Uma tutora, diagnosticada com transtornos fóbicos-ansiosos e depressivos recorrentes, ganhou uma ação judicial para poder viajar com o pet na cabine de avião no Tribunal de Justiça. Isto ocorreu após a passageira ter adquirido as passagens aéreas com o direito do transporte do cão de apoio emocional e, mesmo assim, ter sido impedida de viajar com ele. O voo era da Companhia Aérea Latam e o embarque foi impedido sob a justificativa de que houve uma alteração na política interna. 

Com isso, ação judicial foi movida contra a companhia. A decisão liminar autorizando o embarque foi concedida pela Justiça, sob pena de incidência de multa em caso de recusa no valor de dez mil até o limite de vinte mil reais em caso de descumprimento.

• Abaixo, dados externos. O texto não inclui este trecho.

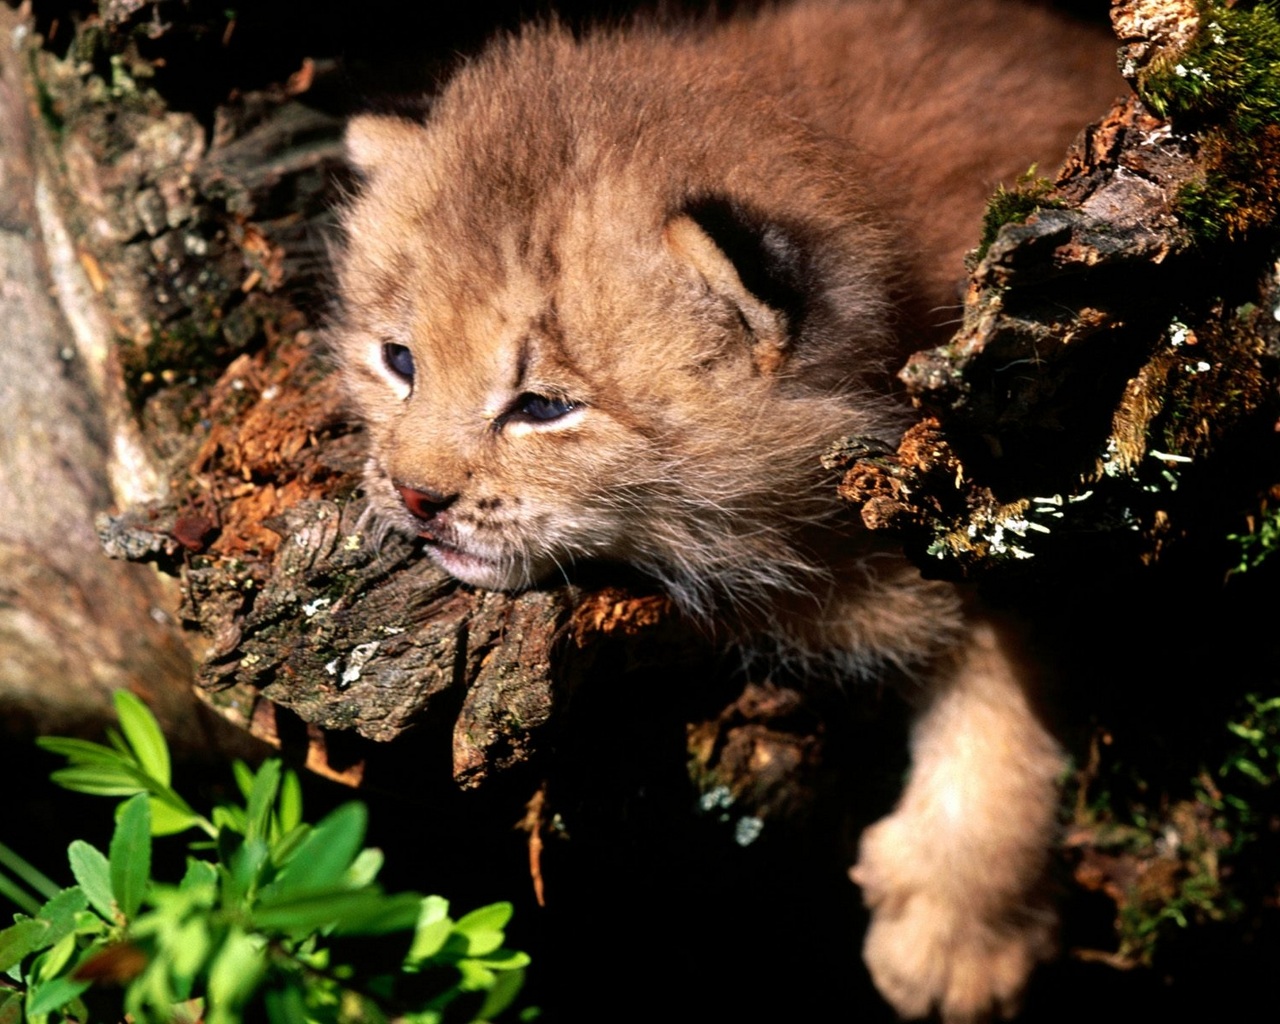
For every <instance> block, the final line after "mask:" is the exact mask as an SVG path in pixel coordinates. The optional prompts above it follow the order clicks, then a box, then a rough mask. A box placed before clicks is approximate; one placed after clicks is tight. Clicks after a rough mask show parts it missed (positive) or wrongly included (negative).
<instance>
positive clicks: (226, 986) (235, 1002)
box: [205, 928, 266, 1024]
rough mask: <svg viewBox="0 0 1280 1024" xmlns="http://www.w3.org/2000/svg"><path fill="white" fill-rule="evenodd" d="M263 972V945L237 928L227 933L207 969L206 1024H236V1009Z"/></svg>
mask: <svg viewBox="0 0 1280 1024" xmlns="http://www.w3.org/2000/svg"><path fill="white" fill-rule="evenodd" d="M265 973H266V943H265V942H264V941H262V938H261V937H259V936H250V934H246V933H244V932H242V931H241V929H239V928H233V929H232V931H230V932H228V934H227V941H225V942H224V943H223V947H221V948H220V950H219V951H218V954H216V956H215V959H214V963H212V965H211V966H210V968H209V1000H207V1005H206V1007H205V1009H206V1015H205V1020H206V1023H207V1024H239V1007H241V1006H243V1005H244V1004H246V1002H248V1000H250V998H251V997H252V995H253V992H255V991H256V989H257V986H259V982H261V979H262V975H264V974H265Z"/></svg>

Na decisão, o Tribunal de Justiça enfatizou a importância da companhia do animal para a estabilidade emocional da passageira, destacando que não haveria prejuízo à  Companhia Aérea.

Para os advogados Fabiana Buzzini Roberti e Fabio Scolari Vieira, que patrocinam a causa, a decisão liminar foi assertiva, sobretudo porque conduta praticada pela Companhia Aérea viola a Constituição Federal, o Código de Defesa do Consumidor, além das regras estabelecidas na Resolução da Agência Nacional de Aviação Civil (Anac) (nº 280/2013). “Os cães, que já desenvolveram importantes atividades como caça, rastreamento, vigilância, proteção e guarda, ganham cada vez mais protagonismo no tratamento de distúrbios psiquiátricos como: esquizofrenia, desordens de personalidade, ansiedade e depressão”, destaca o advogado.